# Learning to summarize from NL-Feedback + Refinements
# General
- The dataset provides a generated original summary. This summary was generated by one of many models that were used in the paper *"Learning to summarize form Human Feedback" [1]*. Note that they used various models to generate those summaries. In other words these summaries are NOT ONLY generated by their human preference model, but can also be generated by their baseline supervised models. So there is no guarantee on the quality of their generated summaries which we refer to as *original summary*. This however is ok, we only want to show that we can improve on that summary.
- Filtered dataset to 150 datapoints. Used feedback length with more than 20 characters as heuristic to filter. In other words all the feeedback given on initial/original summaries by models from [1], have at least 20 characters
- Per datapoint I sample 5 generations with the following hyperparameters:
- T = 1.0
- Nucleus Sampling T (top-p) = 0.9
- Presence Penalty = 0.5
- Frequency Penalty = 0.5
- The dataset provides a target summary that was written by the person who wrote the question on Reddit.
- We do 2-shot learning. We can't fit more examples into the context, i.e. when doing 3-shot learning the longest input won't fit into the context anymore. With 2-shot learning we mean that we provide 2 example text's with possible feedback and refinements.

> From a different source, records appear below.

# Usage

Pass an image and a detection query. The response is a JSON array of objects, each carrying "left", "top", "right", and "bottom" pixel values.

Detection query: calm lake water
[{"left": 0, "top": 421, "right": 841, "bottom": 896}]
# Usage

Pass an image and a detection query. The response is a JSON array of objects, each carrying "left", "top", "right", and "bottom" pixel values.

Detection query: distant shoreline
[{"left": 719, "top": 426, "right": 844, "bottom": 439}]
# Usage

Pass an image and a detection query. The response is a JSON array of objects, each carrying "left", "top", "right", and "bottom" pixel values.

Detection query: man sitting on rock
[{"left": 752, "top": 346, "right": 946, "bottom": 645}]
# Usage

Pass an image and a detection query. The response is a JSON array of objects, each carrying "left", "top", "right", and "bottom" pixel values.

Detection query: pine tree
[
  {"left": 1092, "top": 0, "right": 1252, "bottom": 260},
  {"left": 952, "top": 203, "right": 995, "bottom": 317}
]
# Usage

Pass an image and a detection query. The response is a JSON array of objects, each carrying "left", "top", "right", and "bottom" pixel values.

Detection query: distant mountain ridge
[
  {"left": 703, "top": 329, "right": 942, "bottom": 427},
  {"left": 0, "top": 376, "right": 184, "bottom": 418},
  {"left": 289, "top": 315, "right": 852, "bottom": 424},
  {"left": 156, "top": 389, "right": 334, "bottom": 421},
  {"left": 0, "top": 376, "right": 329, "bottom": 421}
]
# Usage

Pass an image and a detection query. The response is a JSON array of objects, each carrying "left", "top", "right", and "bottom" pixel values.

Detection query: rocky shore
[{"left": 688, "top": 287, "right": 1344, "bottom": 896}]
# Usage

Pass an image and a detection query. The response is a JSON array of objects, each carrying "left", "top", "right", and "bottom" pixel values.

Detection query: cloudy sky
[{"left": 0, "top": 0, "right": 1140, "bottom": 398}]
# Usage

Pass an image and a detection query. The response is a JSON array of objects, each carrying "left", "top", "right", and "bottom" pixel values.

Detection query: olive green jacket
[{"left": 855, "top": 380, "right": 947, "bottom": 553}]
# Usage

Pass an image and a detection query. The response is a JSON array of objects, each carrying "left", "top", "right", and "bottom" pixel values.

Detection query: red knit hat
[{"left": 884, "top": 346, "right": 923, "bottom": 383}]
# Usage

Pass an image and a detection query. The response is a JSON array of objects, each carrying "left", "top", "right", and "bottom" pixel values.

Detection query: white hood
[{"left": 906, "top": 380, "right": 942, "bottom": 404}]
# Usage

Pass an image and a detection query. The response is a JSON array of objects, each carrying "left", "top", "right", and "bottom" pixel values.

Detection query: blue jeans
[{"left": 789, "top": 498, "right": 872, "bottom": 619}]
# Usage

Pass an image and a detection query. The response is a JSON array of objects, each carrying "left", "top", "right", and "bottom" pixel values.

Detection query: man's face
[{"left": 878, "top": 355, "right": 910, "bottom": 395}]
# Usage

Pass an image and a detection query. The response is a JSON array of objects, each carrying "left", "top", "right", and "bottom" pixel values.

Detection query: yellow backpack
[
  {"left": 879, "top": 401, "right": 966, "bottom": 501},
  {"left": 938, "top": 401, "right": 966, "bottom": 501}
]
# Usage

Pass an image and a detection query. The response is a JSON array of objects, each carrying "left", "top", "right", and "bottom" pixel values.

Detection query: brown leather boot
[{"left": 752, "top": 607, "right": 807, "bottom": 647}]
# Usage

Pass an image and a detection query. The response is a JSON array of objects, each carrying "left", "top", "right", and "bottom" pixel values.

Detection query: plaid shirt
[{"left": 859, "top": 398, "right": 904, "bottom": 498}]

- We have taken 20 different post's with original summaries and feedback on the summary. We used the feedback to write refined summaries that incorporate the feedback as best as possible, while still being shorter than 48 tokens. If the feedback said for example that the whole summary is bad, we rewrote the whole summary. For each test sample we randomly sample 2 posts, summaries and possible feedback and refinements from the set of those 20 posts.
# Prompts
For a detailed explanation and interpretation of the prompt-types go to the rouge results setion. Here a legend of how the prompt-type we use and their names.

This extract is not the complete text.